I am trying to prove the next:
Let $f\in\mathcal{L}_p(\mathbb{R},\mathcal{A}_{\mathbb{R}}^*,\overline{\lambda)},$ $p\in[1,+\infty),$ and $\epsilon>0$ given.
Then there is $A=A(\epsilon)>0$ and $g:\mathbb{R}\rightarrow\mathbb{R}$ continuous with $g(x)=0$ for all $x\notin[-A,A]$ such that $||f-g||<\epsilon.$
Here $\mathcal{A}_{\mathbb{R}}^*$ is the $\sigma-$algebra of Lebesgue and $\overline{\lambda}$ the Lebesgue measure on $\mathbb{R}.$
I was using Lusin's theorem to give a continuous map $g_{\epsilon}:\mathbb{R}\rightarrow\mathbb{R}$ for each $\epsilon>0$ such that $\overline{\lambda}(\{x\in\mathbb{R}:f(x)\neq g_{\epsilon}(x)\})<\epsilon,$ but I cannot see how to use this to give to $g$ the asked property.

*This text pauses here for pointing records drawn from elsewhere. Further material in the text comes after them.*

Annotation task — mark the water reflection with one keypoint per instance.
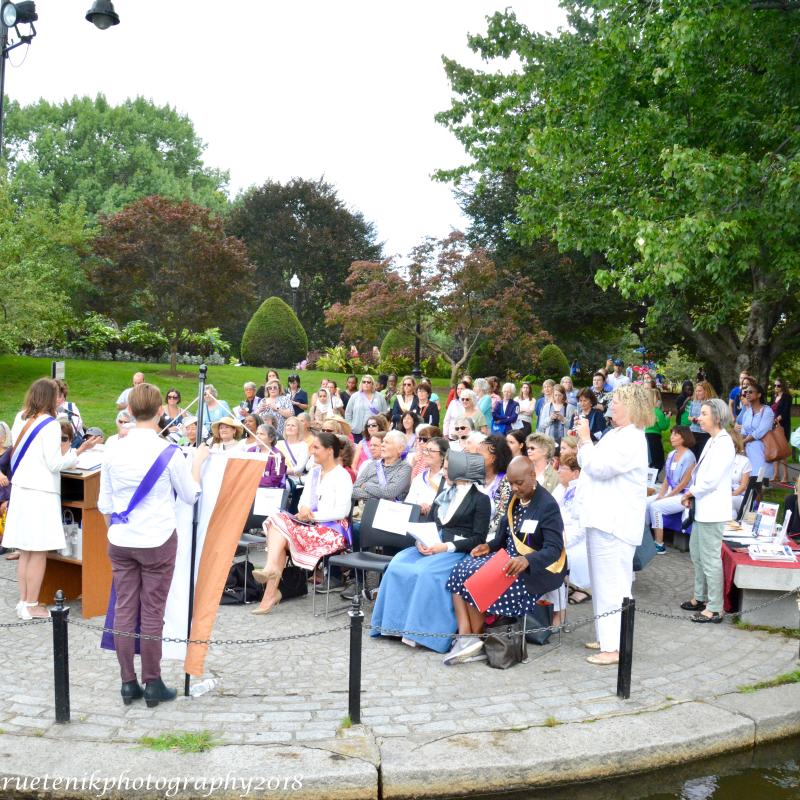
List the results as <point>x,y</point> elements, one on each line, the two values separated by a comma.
<point>770,772</point>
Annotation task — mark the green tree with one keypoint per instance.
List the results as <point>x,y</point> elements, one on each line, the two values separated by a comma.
<point>451,289</point>
<point>89,151</point>
<point>41,255</point>
<point>301,227</point>
<point>170,264</point>
<point>274,336</point>
<point>664,135</point>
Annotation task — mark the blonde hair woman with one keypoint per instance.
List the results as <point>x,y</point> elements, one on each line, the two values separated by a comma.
<point>613,502</point>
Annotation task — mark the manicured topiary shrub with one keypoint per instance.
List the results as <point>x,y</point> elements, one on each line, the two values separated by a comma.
<point>553,363</point>
<point>274,336</point>
<point>395,342</point>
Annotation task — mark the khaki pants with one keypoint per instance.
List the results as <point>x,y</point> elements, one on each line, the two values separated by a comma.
<point>705,548</point>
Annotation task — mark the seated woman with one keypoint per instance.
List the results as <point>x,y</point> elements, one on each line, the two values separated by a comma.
<point>376,423</point>
<point>532,534</point>
<point>742,470</point>
<point>413,594</point>
<point>320,527</point>
<point>293,447</point>
<point>274,476</point>
<point>428,484</point>
<point>541,449</point>
<point>226,434</point>
<point>677,474</point>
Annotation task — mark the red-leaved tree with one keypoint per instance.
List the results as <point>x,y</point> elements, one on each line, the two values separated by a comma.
<point>170,264</point>
<point>450,289</point>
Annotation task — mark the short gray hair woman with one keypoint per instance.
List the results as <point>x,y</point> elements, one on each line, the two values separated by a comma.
<point>710,492</point>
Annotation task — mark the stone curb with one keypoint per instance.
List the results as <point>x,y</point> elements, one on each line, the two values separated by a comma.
<point>354,766</point>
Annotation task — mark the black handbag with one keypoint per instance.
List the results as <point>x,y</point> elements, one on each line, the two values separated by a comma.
<point>505,643</point>
<point>542,617</point>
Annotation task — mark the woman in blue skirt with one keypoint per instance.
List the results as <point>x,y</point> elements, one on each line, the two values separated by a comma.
<point>413,594</point>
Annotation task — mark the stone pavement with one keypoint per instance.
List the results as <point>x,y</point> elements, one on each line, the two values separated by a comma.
<point>295,693</point>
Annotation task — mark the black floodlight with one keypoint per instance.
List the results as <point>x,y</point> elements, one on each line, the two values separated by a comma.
<point>102,14</point>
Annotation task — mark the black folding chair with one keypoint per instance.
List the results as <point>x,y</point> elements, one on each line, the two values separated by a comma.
<point>366,559</point>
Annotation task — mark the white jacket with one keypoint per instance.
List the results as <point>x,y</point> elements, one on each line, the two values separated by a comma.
<point>40,467</point>
<point>613,484</point>
<point>711,479</point>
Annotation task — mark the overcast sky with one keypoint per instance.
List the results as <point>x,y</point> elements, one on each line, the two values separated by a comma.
<point>346,90</point>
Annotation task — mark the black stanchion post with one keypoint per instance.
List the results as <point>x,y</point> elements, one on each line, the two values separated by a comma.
<point>356,623</point>
<point>60,617</point>
<point>625,648</point>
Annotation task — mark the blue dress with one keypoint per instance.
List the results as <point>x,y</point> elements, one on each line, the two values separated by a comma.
<point>413,597</point>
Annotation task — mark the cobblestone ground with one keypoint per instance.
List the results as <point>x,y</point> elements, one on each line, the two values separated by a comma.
<point>297,690</point>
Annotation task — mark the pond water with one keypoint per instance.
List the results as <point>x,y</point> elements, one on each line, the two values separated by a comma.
<point>769,772</point>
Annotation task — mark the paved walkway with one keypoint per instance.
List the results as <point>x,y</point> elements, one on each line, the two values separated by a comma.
<point>296,691</point>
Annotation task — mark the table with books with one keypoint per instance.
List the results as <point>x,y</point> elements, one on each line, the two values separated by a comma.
<point>756,569</point>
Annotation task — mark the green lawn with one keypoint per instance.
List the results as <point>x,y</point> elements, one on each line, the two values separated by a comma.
<point>95,385</point>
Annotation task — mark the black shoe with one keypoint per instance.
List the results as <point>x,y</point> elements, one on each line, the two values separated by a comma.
<point>131,691</point>
<point>155,692</point>
<point>715,618</point>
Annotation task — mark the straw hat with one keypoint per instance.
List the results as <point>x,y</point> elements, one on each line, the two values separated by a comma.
<point>234,423</point>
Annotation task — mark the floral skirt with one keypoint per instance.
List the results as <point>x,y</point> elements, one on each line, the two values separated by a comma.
<point>308,543</point>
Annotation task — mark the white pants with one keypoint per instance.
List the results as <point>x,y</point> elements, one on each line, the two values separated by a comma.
<point>658,509</point>
<point>611,572</point>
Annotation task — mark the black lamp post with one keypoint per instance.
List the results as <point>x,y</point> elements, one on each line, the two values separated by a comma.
<point>294,283</point>
<point>12,15</point>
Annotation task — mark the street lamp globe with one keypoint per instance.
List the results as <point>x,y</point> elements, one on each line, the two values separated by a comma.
<point>102,14</point>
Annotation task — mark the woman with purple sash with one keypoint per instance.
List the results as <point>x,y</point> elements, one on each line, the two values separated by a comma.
<point>320,527</point>
<point>677,474</point>
<point>364,404</point>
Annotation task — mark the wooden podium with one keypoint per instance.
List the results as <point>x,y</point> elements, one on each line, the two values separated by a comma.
<point>89,577</point>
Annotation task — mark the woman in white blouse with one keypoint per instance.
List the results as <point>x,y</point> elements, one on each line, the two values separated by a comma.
<point>613,487</point>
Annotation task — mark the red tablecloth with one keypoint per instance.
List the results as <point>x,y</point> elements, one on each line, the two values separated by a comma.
<point>732,557</point>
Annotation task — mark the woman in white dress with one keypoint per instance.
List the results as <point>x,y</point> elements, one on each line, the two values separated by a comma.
<point>33,525</point>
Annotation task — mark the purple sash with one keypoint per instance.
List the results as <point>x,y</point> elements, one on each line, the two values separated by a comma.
<point>148,482</point>
<point>332,523</point>
<point>17,456</point>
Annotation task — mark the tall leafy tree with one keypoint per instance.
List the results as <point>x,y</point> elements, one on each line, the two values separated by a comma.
<point>666,136</point>
<point>104,156</point>
<point>449,288</point>
<point>301,227</point>
<point>170,263</point>
<point>41,255</point>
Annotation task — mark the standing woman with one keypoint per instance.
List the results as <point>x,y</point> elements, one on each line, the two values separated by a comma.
<point>710,490</point>
<point>365,403</point>
<point>33,524</point>
<point>142,540</point>
<point>525,403</point>
<point>613,490</point>
<point>782,409</point>
<point>655,444</point>
<point>756,421</point>
<point>405,400</point>
<point>320,527</point>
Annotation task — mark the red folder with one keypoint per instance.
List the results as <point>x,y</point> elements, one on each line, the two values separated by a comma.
<point>490,581</point>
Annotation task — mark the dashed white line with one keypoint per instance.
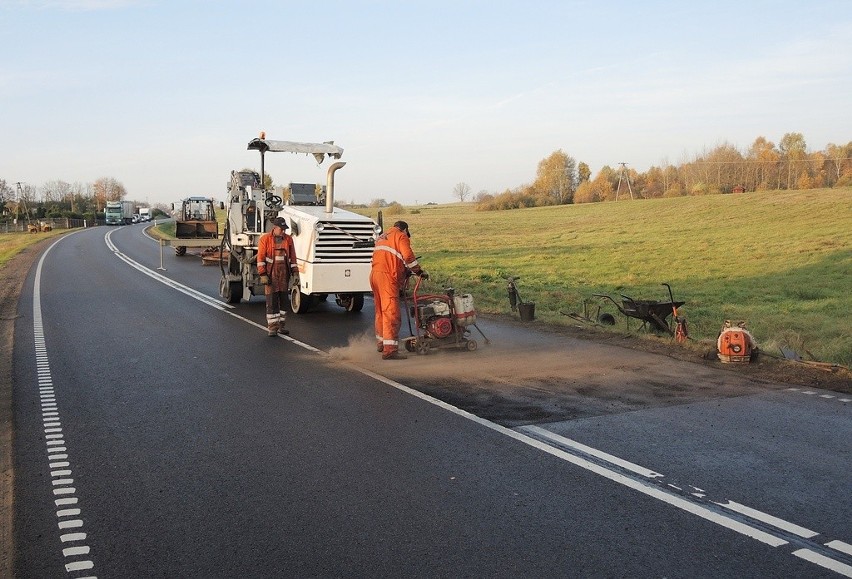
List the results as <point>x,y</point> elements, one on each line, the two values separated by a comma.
<point>55,444</point>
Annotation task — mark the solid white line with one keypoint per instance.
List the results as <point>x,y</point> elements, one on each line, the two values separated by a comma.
<point>823,561</point>
<point>769,519</point>
<point>840,546</point>
<point>648,489</point>
<point>640,470</point>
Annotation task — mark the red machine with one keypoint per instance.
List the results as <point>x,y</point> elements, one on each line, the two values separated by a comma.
<point>440,321</point>
<point>735,343</point>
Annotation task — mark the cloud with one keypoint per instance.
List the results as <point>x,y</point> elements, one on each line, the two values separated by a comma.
<point>79,5</point>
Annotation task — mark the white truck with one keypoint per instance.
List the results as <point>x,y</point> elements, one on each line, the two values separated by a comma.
<point>118,212</point>
<point>334,247</point>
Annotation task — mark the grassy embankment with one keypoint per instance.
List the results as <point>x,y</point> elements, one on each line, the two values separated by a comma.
<point>11,244</point>
<point>781,261</point>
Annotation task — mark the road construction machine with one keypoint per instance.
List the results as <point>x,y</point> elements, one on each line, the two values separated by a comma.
<point>195,218</point>
<point>334,247</point>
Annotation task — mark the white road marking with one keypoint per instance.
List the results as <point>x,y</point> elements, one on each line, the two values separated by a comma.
<point>840,546</point>
<point>769,519</point>
<point>55,443</point>
<point>645,488</point>
<point>823,561</point>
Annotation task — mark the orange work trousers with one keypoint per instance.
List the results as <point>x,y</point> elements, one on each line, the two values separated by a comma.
<point>388,317</point>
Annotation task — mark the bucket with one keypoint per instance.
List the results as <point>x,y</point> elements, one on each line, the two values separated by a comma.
<point>527,311</point>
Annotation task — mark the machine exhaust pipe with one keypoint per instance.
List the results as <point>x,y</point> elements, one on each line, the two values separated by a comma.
<point>329,187</point>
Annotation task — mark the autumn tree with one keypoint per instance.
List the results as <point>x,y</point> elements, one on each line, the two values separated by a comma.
<point>793,150</point>
<point>763,159</point>
<point>461,190</point>
<point>583,172</point>
<point>557,177</point>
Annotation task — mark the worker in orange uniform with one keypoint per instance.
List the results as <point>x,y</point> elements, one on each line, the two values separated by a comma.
<point>392,259</point>
<point>276,262</point>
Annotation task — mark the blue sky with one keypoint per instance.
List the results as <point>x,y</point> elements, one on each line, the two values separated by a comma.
<point>164,95</point>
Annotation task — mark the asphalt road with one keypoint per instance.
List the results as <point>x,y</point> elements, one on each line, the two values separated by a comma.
<point>159,433</point>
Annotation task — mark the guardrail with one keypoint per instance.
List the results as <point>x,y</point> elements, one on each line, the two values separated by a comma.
<point>22,225</point>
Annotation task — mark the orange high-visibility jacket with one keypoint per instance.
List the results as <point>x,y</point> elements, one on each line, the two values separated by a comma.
<point>393,254</point>
<point>267,261</point>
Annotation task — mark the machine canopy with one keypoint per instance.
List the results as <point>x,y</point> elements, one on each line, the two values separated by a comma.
<point>318,150</point>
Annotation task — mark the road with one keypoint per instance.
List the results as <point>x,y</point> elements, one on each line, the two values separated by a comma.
<point>161,433</point>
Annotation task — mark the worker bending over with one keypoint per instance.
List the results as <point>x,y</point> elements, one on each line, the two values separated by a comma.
<point>276,261</point>
<point>392,259</point>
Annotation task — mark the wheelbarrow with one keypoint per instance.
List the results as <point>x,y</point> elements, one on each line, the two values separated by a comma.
<point>652,313</point>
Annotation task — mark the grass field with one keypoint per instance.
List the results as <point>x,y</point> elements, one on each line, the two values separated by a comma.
<point>781,261</point>
<point>11,244</point>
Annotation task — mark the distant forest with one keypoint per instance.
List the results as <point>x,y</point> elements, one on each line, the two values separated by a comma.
<point>560,179</point>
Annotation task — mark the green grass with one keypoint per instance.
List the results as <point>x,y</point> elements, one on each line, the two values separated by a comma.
<point>11,244</point>
<point>781,261</point>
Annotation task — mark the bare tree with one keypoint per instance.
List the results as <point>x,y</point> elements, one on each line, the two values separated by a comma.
<point>461,190</point>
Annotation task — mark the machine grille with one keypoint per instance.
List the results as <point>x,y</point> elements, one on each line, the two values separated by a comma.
<point>336,242</point>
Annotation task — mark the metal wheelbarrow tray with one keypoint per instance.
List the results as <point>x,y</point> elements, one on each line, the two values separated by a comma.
<point>651,312</point>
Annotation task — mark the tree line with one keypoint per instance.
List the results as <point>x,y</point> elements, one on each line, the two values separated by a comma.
<point>59,199</point>
<point>560,179</point>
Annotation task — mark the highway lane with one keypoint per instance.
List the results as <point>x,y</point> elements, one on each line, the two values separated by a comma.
<point>198,447</point>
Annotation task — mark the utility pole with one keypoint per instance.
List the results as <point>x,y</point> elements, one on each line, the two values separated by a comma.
<point>626,176</point>
<point>21,200</point>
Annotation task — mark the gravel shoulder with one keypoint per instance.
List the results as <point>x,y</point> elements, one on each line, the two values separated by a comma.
<point>766,370</point>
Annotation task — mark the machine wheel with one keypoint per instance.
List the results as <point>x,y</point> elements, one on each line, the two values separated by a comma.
<point>231,291</point>
<point>355,304</point>
<point>300,303</point>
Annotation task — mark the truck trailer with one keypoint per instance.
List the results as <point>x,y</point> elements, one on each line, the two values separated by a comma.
<point>119,212</point>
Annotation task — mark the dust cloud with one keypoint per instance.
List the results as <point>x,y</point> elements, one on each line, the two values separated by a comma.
<point>524,376</point>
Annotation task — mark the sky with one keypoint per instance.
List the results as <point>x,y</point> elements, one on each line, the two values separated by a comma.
<point>164,96</point>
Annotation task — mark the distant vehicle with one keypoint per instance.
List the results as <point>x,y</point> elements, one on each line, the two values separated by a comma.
<point>195,218</point>
<point>119,212</point>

I was thinking to use regularity of Lebesgue measure to give two disjoint closed subsets, one of them a compact set of the form $[-A,A]$ of $\mathbb{R}$ and give a continuous function on $\mathbb{R}$ such that $0\leq f(x)\leq 1$ for each $x \in\mathbb{R}$ and $f(x)=0 \in\mathbb{R}-[-A,A] $ and $f(x)=1 \in [-A,A] $ but in this way I don't know how to ensure that $||f-g||<\epsilon.$
Any kind of help is thanked in advanced.